Whats the difference between an FTDI cable/adapter & AVR programmer?

FTDI Cable / Adapter AVR Programmer



There are two ways to program an AVR microcontroller. One is to reprogram the entire chip using an AVR programmer. The other is to use a bootloader that is pre-programmed onto the chip that allows the chip to re-program itself. An AVR programmer is more powerful: you can really mess with anything on the chip and the entire 32K of memory is available. Using the bootloader is safer: there's no way to mess with the fuse settings (which could brick the chip) but you only get 30K of memory since 2K is used by the bootloader.
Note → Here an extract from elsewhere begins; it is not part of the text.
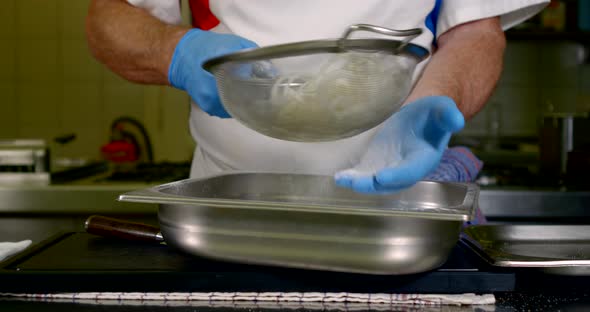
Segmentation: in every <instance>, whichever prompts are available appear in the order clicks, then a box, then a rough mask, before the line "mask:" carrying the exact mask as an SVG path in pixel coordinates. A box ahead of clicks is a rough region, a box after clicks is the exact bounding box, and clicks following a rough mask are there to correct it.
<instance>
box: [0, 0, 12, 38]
mask: <svg viewBox="0 0 590 312" xmlns="http://www.w3.org/2000/svg"><path fill="white" fill-rule="evenodd" d="M15 2H16V0H2V10H0V40H6V39H14V38H16V21H15V18H14V12H15ZM0 47H4V46H0Z"/></svg>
Not a big deal, but if you are working on a big project which requires tons of flash space, you may need it

For a lot more information about AVR programmers and bootloaders, I strongly recommend reading this short article

Note that to program an AVR you need an AVR programmer (like a USBtinyISP ), but to upload using the bootloader you need a computer-serial connection (such as an FTDI cable). Unfortunately, they are not the same device! If you're not a microcontroller wiz, I suggest going with the bootloader (FTDI) method. Its as fast (or faster), allows you to debug as well, and theres virtually no way to damage/brick the chip by messing with the fuses. If you're familiar with microcontroller programming, and you have a programmer, then feel free to go that direction.


  • AVR programmers are more powerful in that you can program any AVR, even blank ones from the factory. But that also means you have a pretty good chance of 'bricking' the chip!
  • FTDI adapters can send any serial data back and forth including updating AVRs with a bootloader on them. But you need to get that bootloader on there first, which basically requires an AVR programmer.

If you use an AVR programmer to write to chip with a bootloader on it, you'll overwrite the bootloader so just be aware of that!